Глава 3
Я самый красивый на свете…
Проснулся я, когда солнце стояло уже совсем низко над горизонтом. Оказывается, я проспал гораздо дольше, чем думал. Улицы вновь ожили, но по-вечернему умеренно. Фрукты за день дозрели, и со стороны рынка доносились теперь густые ароматы. Супружеская пара, занимающая квартиру на верхнем этаже соседнего дома, распахнув окна, визгливо ругалась на испанском с южным акцентом. Ругательства следовали за проклятиями, перемежаясь завываниями телевизора и хриплыми возгласами старухи-служанки.
Муж. И это ты называешь едой? Да меня на нарах и то лучше кормили.
Служанка. Вау! Слова твои — чистый мед.
Жена. Ну так и возвращайся туда. Или пусть тебя кормит твоя puta.
Муж. Вот-вот, как вчера.
Служанка. О, жестокосердные мужчины!
Жена. Свинья. И как это я позволяла прикоснуться к себе.
Муж. Позволяла? А пять раз за ночь — это тебе слишком мало?
Служанка. Да в этом доме со стыда умрешь.
Жена. Гнусный лжец. Ты вроде осьминога — ничего движущегося не упустишь.
(Изнутри дома доносится недовольное ворчание девочки-подростка.)
Жена. Жаль, что мы не предохранялись, как нынешние молодые.
Муж. Да ведь твоя чертова церковь не позволяет.
Жена. Пусть так. Но твой-то родители — атеисты. Им кто мешал пользоваться презервативами? Тогда такой гнусью, как ты, и не воняло бы.
Служанка. Да простит вас всех Богородица!
Муж. Ну какой мужчина согласится жить в этом сумасшедшем доме?
Жена. Так и убирайся отсюда, бесстыдник. Катись к своей шлюхе-сифилитичке. Но ко мне и на шаг больше не подходи. И не проси ничего. Даже пуговицу пришить. Ничего! Понял?
Муж. Тихо-тихо, радость моя. Принеси-ка мне кофе.
Жена. Кофе захотелось, дорогой?
Муж. Да.
Жена (с особенным сладострастием). Ну так и сам сходи за ним.
(Доносится грохот бьющейся посуды, плачет ребенок.)
Вечер только начинается.
Четырьмя этажами ниже свора псов, огибая автомобили и фонарные столбы, преследовала одинокую сучку. Кобели с поднявшейся на загривке шерстью, рыча, обнюхивали друг друга и тут же, задрав хвосты, вновь устремлялись вперед, влекомые запахом. Всегда в погоне.
Я вернулся в квартиру и включил запись фламенко в исполнении Эль Чоколате. Пронзительно-печальные звуки, то вздымаясь, то опадая, постепенно заполнили комнату…

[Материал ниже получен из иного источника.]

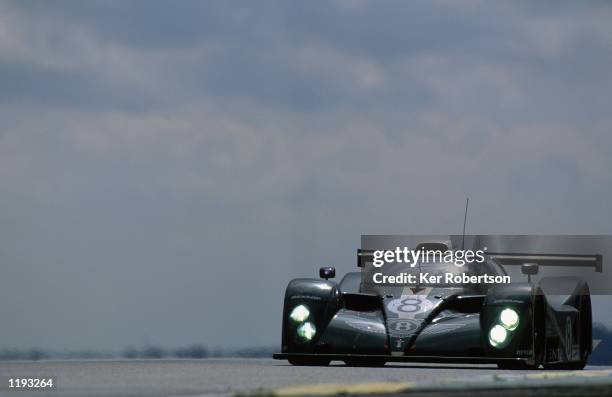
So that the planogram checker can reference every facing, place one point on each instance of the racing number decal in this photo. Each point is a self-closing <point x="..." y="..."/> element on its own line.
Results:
<point x="409" y="305"/>
<point x="402" y="327"/>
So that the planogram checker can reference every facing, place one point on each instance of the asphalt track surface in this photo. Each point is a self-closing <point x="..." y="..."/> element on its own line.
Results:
<point x="216" y="377"/>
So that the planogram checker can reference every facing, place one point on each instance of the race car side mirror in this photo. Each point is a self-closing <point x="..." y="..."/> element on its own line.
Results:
<point x="530" y="269"/>
<point x="327" y="272"/>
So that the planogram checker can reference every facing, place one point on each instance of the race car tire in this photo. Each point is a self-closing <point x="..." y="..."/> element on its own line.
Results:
<point x="311" y="362"/>
<point x="515" y="365"/>
<point x="586" y="335"/>
<point x="364" y="362"/>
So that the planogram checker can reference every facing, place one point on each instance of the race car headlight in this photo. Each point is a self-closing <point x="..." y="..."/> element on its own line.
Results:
<point x="509" y="319"/>
<point x="299" y="313"/>
<point x="306" y="331"/>
<point x="498" y="336"/>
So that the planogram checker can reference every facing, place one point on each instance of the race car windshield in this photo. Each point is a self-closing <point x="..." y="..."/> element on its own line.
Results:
<point x="392" y="274"/>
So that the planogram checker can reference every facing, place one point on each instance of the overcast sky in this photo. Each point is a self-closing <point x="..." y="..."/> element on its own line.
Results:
<point x="166" y="167"/>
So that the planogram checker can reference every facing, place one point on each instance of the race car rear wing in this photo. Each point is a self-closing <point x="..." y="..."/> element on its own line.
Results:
<point x="511" y="258"/>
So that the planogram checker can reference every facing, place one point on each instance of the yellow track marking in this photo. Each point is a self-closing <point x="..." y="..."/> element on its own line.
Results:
<point x="336" y="389"/>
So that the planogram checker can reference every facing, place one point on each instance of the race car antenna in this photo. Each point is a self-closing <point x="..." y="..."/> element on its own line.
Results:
<point x="467" y="201"/>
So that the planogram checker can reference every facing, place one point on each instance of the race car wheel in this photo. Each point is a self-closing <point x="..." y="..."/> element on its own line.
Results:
<point x="361" y="362"/>
<point x="585" y="335"/>
<point x="313" y="362"/>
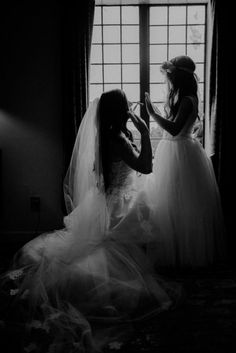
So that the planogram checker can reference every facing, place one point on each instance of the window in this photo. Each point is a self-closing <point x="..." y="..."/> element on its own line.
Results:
<point x="130" y="43"/>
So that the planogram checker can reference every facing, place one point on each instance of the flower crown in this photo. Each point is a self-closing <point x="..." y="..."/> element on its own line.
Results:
<point x="169" y="67"/>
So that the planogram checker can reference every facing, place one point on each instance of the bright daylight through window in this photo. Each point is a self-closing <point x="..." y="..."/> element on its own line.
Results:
<point x="161" y="32"/>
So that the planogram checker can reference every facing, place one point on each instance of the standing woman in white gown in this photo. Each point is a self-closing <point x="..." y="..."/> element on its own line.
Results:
<point x="73" y="281"/>
<point x="186" y="212"/>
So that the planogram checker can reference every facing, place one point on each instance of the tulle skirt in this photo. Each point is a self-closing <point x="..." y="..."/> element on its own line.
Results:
<point x="185" y="207"/>
<point x="86" y="284"/>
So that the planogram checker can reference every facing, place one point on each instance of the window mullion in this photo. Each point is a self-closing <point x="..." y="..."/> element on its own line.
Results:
<point x="144" y="57"/>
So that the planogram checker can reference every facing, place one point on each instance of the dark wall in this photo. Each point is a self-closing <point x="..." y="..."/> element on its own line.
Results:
<point x="30" y="116"/>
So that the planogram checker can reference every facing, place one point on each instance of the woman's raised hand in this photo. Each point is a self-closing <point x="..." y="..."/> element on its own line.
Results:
<point x="138" y="122"/>
<point x="151" y="109"/>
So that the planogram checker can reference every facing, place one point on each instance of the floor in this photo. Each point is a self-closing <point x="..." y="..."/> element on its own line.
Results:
<point x="203" y="322"/>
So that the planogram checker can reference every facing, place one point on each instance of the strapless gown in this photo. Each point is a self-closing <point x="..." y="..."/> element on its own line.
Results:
<point x="184" y="201"/>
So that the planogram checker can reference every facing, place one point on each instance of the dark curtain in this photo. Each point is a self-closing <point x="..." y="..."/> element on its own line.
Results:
<point x="77" y="26"/>
<point x="221" y="107"/>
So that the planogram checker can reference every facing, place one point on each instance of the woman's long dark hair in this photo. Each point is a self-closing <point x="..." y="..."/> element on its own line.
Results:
<point x="182" y="83"/>
<point x="113" y="108"/>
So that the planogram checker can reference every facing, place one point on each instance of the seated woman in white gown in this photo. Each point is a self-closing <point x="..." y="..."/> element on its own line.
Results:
<point x="93" y="270"/>
<point x="186" y="212"/>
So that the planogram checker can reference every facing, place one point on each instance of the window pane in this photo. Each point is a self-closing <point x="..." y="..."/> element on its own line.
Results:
<point x="130" y="34"/>
<point x="111" y="34"/>
<point x="155" y="74"/>
<point x="158" y="53"/>
<point x="196" y="14"/>
<point x="177" y="14"/>
<point x="158" y="15"/>
<point x="201" y="90"/>
<point x="112" y="73"/>
<point x="196" y="34"/>
<point x="158" y="34"/>
<point x="196" y="51"/>
<point x="177" y="34"/>
<point x="95" y="91"/>
<point x="108" y="87"/>
<point x="130" y="73"/>
<point x="111" y="53"/>
<point x="200" y="71"/>
<point x="130" y="14"/>
<point x="130" y="53"/>
<point x="97" y="15"/>
<point x="96" y="54"/>
<point x="96" y="73"/>
<point x="175" y="50"/>
<point x="132" y="91"/>
<point x="97" y="34"/>
<point x="111" y="15"/>
<point x="158" y="92"/>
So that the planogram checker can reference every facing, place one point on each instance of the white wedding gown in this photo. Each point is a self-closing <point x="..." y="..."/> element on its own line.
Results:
<point x="80" y="277"/>
<point x="185" y="206"/>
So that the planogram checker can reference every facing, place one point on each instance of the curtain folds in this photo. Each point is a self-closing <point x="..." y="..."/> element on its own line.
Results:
<point x="77" y="26"/>
<point x="220" y="111"/>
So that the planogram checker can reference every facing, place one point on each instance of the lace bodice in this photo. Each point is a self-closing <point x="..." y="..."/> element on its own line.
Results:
<point x="121" y="178"/>
<point x="188" y="127"/>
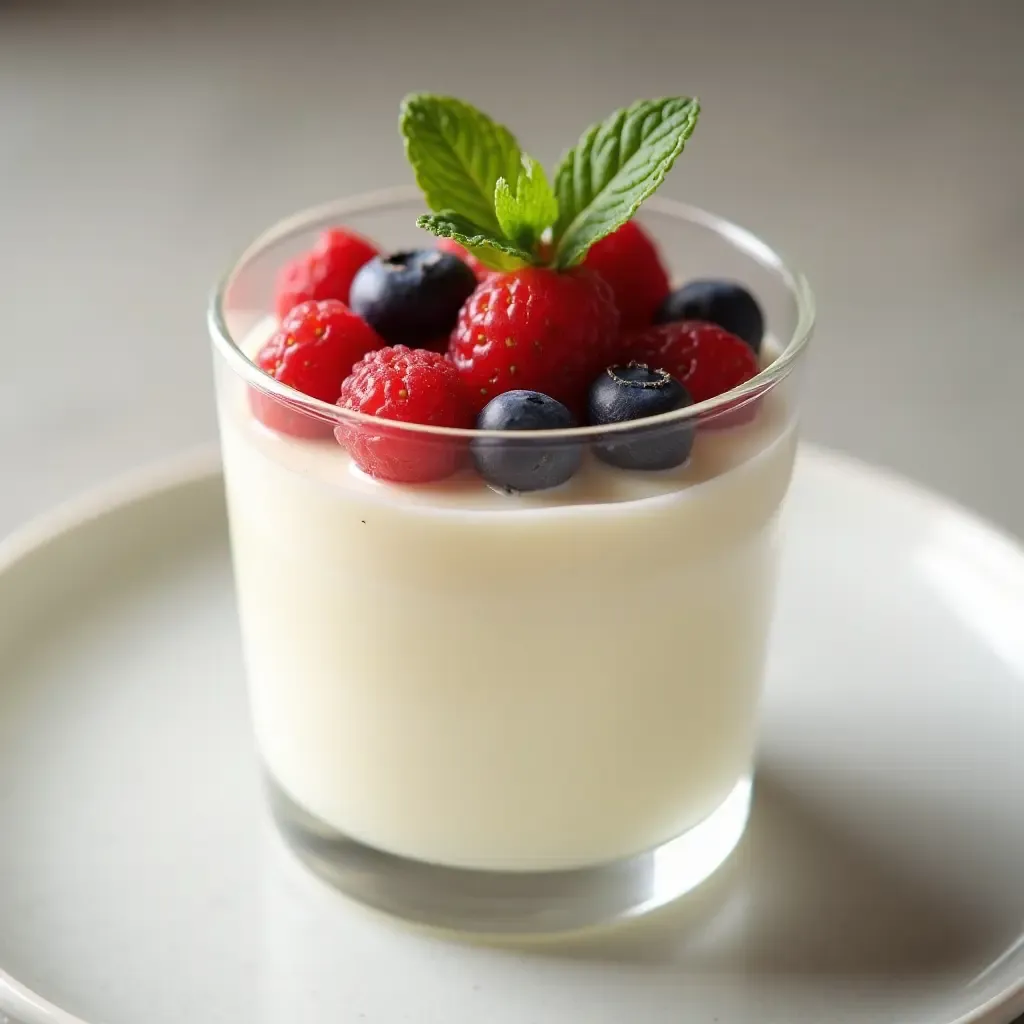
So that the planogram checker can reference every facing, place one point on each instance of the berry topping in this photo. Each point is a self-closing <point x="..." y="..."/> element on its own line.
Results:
<point x="722" y="302"/>
<point x="524" y="464"/>
<point x="313" y="351"/>
<point x="706" y="358"/>
<point x="635" y="392"/>
<point x="536" y="329"/>
<point x="407" y="385"/>
<point x="630" y="262"/>
<point x="324" y="272"/>
<point x="453" y="247"/>
<point x="412" y="298"/>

Я ополоснул лицо и грудь, надел светлую рубаху, джинсы, темную льняную куртку. Не надевая носки, сунул ноги в кожаные туфли. Аккорды гитары разносились по свежепобеленной комнате, как крик подбитой птицы, слепо ударяясь о стены и словно бросая вызов душераздирающей бесспорности хрипловатого голоса певца, умоляющего весь мир оставить его наедине с бутылкой и позволить напиться в одиночку. Закрыв дверь на веранду, я выключил стереомагнитофон и спустился вниз.
Трудно поверить, но сейчас, вечером, казалось еще жарче, чем днем. На свидание идти было еще рано, но мне хотелось выйти на воздух, ощутить себя частью улицы со всем ее многообразием. Узкими переулками я пошел в сторону моря. В атмосфере города ощущалось скрытое возбуждение. Для Барселоны это не редкость — город на краю, город, очарованный собственной невероятностью. Я любил эти извивающиеся переулки, музыкальные синкопы, доносящиеся из открытых окон, длинные тени, даже вонь покрытых песком дренажных труб, цемента, дым дешевых сигар.
В скверике примостилось кафе со столиками и стульями снаружи. Рядом только что появился босой уличный артист. Сипло бормоча что-то, он готовился к представлению, включающему в себя поедание огня. Одет он был в свободные розовые панталоны и легкий, алого цвета жилет. На открытой груди виднелась внушительная татуировка: дракон в темно-зеленых и красных цветах. Лицо пожирателя огня было покрыто черными пятнами, а светлые засаленные волосы завязаны сзади в пучок. Глаза налились кровью, двигался он прихрамывая. В моем распоряжении было еще около часа, так что я присел за свободный столик. Рядом тотчас вырос официант, я заказал виски.